本文链接：https://blog.csdn.net/qq_52227892/article/details/131117001

版权

前言：在Elasticsearch中，自动补全（Autocomplete）是一种功能，它允许用户在输入搜索词的过程中获得即时的补全建议或建议列表。自动补全功能通常在搜索框或搜索引擎的用户界面中使用，旨在提供更快速和更准确的搜索体验。简而言之：自动补全是一种搜索功能，它可以帮助我们更快速地找到我们想要的内容。你可能已经在一些网站或应用程序的搜索框中见过它。当你开始输入搜索词时，它会自动显示一些相关的建议或完成词，帮助你选择或补全你的搜索词。
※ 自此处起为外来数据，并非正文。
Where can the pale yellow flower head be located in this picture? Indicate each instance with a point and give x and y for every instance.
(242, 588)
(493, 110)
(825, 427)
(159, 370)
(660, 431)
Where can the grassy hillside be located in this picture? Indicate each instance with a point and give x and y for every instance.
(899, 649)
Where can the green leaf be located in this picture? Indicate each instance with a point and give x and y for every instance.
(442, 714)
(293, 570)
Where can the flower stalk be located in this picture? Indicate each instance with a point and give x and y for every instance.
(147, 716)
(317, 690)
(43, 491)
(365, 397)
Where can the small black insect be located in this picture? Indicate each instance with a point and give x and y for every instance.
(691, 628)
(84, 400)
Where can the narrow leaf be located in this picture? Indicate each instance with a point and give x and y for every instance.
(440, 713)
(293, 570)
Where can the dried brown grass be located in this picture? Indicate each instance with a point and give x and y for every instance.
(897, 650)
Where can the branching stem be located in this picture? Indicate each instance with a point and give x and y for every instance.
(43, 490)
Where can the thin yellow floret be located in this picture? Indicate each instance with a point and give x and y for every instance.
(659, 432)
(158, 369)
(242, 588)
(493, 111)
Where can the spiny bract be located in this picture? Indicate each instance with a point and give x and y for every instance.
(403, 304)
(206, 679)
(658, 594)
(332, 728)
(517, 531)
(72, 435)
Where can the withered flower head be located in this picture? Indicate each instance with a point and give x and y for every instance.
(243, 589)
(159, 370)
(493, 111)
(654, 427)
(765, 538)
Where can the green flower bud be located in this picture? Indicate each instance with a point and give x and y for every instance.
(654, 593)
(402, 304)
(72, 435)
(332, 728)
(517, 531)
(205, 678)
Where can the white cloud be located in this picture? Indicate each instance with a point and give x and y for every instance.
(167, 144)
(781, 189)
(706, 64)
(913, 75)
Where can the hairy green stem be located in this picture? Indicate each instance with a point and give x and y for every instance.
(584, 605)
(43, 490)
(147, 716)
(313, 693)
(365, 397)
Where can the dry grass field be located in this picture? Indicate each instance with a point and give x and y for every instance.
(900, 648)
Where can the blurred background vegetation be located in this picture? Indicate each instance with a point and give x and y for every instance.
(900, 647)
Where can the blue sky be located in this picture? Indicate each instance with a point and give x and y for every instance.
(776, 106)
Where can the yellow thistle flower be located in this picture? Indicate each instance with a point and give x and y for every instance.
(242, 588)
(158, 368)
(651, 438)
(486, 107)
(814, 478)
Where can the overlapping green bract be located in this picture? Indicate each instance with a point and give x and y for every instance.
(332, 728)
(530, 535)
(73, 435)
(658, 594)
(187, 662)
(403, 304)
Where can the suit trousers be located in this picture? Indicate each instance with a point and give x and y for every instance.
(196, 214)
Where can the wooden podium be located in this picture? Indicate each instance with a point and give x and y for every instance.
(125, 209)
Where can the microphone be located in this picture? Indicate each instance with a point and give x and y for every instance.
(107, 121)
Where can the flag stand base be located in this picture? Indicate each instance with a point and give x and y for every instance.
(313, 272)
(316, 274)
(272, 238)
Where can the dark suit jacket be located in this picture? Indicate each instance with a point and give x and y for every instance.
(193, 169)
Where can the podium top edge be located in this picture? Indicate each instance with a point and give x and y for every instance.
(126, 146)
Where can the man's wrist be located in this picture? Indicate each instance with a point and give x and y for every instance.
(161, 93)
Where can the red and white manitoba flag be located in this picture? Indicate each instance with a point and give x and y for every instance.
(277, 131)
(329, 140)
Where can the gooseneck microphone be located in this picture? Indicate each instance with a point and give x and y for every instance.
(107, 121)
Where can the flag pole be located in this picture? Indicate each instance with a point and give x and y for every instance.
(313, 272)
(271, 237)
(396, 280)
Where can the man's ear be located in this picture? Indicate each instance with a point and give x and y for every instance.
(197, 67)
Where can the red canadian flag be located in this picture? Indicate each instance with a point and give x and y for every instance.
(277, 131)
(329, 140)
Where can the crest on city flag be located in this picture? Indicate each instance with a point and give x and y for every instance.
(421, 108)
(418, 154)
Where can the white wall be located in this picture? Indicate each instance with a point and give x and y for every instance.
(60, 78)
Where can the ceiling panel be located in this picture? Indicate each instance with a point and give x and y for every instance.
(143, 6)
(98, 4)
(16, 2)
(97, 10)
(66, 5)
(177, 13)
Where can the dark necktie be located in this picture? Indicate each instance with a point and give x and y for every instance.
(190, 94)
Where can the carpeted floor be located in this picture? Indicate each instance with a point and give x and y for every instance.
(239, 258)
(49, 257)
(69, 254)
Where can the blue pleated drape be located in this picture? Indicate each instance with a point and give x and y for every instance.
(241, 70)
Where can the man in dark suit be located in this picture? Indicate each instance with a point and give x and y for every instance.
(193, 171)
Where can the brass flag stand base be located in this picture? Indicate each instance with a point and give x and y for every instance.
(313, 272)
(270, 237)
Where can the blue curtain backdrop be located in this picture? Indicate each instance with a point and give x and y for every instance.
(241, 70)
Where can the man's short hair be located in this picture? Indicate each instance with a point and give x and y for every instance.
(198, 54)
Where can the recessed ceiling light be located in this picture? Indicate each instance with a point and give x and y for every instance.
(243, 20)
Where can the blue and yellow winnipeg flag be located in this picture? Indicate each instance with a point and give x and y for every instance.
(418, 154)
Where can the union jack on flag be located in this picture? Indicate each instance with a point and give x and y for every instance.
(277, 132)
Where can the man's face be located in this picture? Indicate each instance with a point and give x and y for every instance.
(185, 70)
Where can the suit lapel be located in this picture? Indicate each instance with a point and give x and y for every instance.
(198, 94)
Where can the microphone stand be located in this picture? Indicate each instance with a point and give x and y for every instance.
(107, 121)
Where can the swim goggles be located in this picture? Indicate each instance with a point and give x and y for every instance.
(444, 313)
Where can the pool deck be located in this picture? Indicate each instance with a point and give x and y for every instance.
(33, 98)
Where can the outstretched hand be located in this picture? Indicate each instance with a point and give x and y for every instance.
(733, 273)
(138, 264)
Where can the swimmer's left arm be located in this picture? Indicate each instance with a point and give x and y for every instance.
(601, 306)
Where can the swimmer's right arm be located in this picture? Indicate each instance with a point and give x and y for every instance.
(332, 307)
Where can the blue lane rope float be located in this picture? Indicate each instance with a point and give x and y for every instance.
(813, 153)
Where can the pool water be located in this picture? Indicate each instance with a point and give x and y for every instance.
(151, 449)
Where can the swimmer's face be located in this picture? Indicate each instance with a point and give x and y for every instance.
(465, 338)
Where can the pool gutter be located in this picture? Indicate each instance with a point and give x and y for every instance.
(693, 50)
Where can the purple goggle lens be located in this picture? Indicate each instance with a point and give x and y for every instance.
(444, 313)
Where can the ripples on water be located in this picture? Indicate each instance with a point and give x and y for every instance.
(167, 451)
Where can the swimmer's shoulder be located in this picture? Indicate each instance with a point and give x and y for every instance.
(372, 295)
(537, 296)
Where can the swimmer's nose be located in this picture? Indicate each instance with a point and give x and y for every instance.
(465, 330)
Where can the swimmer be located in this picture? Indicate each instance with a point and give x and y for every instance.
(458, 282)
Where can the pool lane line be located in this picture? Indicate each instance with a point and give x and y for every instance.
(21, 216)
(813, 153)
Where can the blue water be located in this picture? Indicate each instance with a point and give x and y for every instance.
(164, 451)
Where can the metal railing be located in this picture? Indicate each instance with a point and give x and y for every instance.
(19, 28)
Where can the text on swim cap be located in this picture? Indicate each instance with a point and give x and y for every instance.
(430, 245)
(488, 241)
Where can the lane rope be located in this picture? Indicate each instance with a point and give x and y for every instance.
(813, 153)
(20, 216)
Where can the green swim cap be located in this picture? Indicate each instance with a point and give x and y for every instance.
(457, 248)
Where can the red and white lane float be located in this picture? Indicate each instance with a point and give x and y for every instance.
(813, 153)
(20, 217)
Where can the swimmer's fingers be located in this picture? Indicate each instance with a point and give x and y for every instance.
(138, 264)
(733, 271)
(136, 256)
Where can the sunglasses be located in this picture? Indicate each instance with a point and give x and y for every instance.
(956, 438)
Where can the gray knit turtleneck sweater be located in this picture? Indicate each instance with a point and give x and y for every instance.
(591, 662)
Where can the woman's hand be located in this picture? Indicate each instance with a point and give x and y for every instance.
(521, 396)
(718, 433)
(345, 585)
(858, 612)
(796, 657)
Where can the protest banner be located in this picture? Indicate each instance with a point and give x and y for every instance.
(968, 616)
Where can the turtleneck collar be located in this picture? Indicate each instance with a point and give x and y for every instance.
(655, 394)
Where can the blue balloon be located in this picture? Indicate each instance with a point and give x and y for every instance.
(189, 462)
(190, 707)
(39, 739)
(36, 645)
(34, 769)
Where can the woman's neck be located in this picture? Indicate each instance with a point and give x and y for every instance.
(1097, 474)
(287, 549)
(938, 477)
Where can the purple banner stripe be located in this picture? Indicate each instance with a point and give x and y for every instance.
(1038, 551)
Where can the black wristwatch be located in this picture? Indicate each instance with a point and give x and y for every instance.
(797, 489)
举个例子，假设你在一个电商网站上搜索商品，当你输入关键词时，自动补全会立即显示一些相关的商品名称或类别供你选择。这样，你就不需要输入完整的搜索词，而是从建议列表中选择一个，这其中就使用了自动补全功能。

1、拼音分词器

什么是拼音分词器？

拼音分词器是一种在中文文本中将汉字转换为对应拼音的工具。它可以将中文文本分解为拼音首字母或完整拼音，并将其作为词汇进行索引和搜索。
下载拼音分词器：https://github.com/medcl/elasticsearch-analysis-pinyin

首先我们需要下载文件，并将文件上传到ES的插件挂载目录：
所需文件：
在这里插入图片描述

上述文件是如何得到的https://github.com/medcl/elasticsearch-analysis-pinyin
拼音分词器需要在Github上下载，并通过maven打包才能得到名为elasticsearch-analysis-pinyin-7.12.1.jar的jar包，具体内容不再赘述。

使用命令查看es插件的挂载目录：

docker volume inspect 卷名

我们的插件卷名是：es-plugins

[root@localhost ~]# docker volume inspect es-plugins
[
    {
        "CreatedAt": "2023-04-04T19:36:05+08:00",
        "Driver": "local",
        "Labels": null,
        "Mountpoint": "/var/lib/docker/volumes/es-plugins/_data",
        "Name": "es-plugins",
        "Options": null,
        "Scope": "local"
    }
]
[root@localhost ~]#

进入目录：/var/lib/docker/volumes/es-plugins/_data
将文件上传到此文件夹：
在这里插入图片描述

POST /_analyze
{
  "text":["value"],
  "analyzer": "pinyin"
}

上述代码是对文本进行分词的操作，其中value是我们要分词的文本，pinyin使用的分词器。

测试使用拼音分词器：
在这里插入图片描述

2、自定义分词器

使用拼音分词器并不能完美的分词我们要设置一些参数

#自定义分词器
PUT /test
{
  "settings": {
    "analysis": {
      "analyzer": {
        "my_analyzer":{
          "tokenizer": "ik_max_word",
          "filter": "py"
        }
      },
      "filter": {
        "py":{
          "type": "pinyin",
          "keep_full_pinyin": false,
          "keep_joined_full_pinyin": true,
          "keep_original": true,
          "limit_first_letter_length": 16,
          "remove_duplicated_term": true,
          "none_chinese_pinyin_tokenize": false
        }
      }
    }
  }, "mappings": {
    "properties": {
      "name":{
        "type": "text",
        "analyzer": "my_analyzer",
        "search_analyzer": "ik_smart"
      }
    }
  }
}

“type”: “pinyin”：指定使用拼音过滤器进行拼音转换。
“keep_full_pinyin”: false：表示不保留完整的拼音。如果设置为true，则会将完整的拼音保留下来。
“keep_joined_full_pinyin”: true：表示保留连接的完整拼音。当设置为true时，如果某个词的拼音有多个音节，那么它们将被连接在一起作为一个完整的拼音。
“keep_original”: true：表示保留原始词汇。当设置为true时，原始的中文词汇也会保留在分词结果中。
“limit_first_letter_length”: 16：限制拼音首字母的长度。默认为16，即只保留拼音首字母的前16个字符。
“remove_duplicated_term”: true：表示移除重复的拼音词汇。如果设置为true，则会移除拼音结果中的重复词汇。
“none_chinese_pinyin_tokenize”: false：表示是否对非中文文本进行拼音分词处理。当设置为false时，非中文文本将保留原样，不进行拼音分词处理。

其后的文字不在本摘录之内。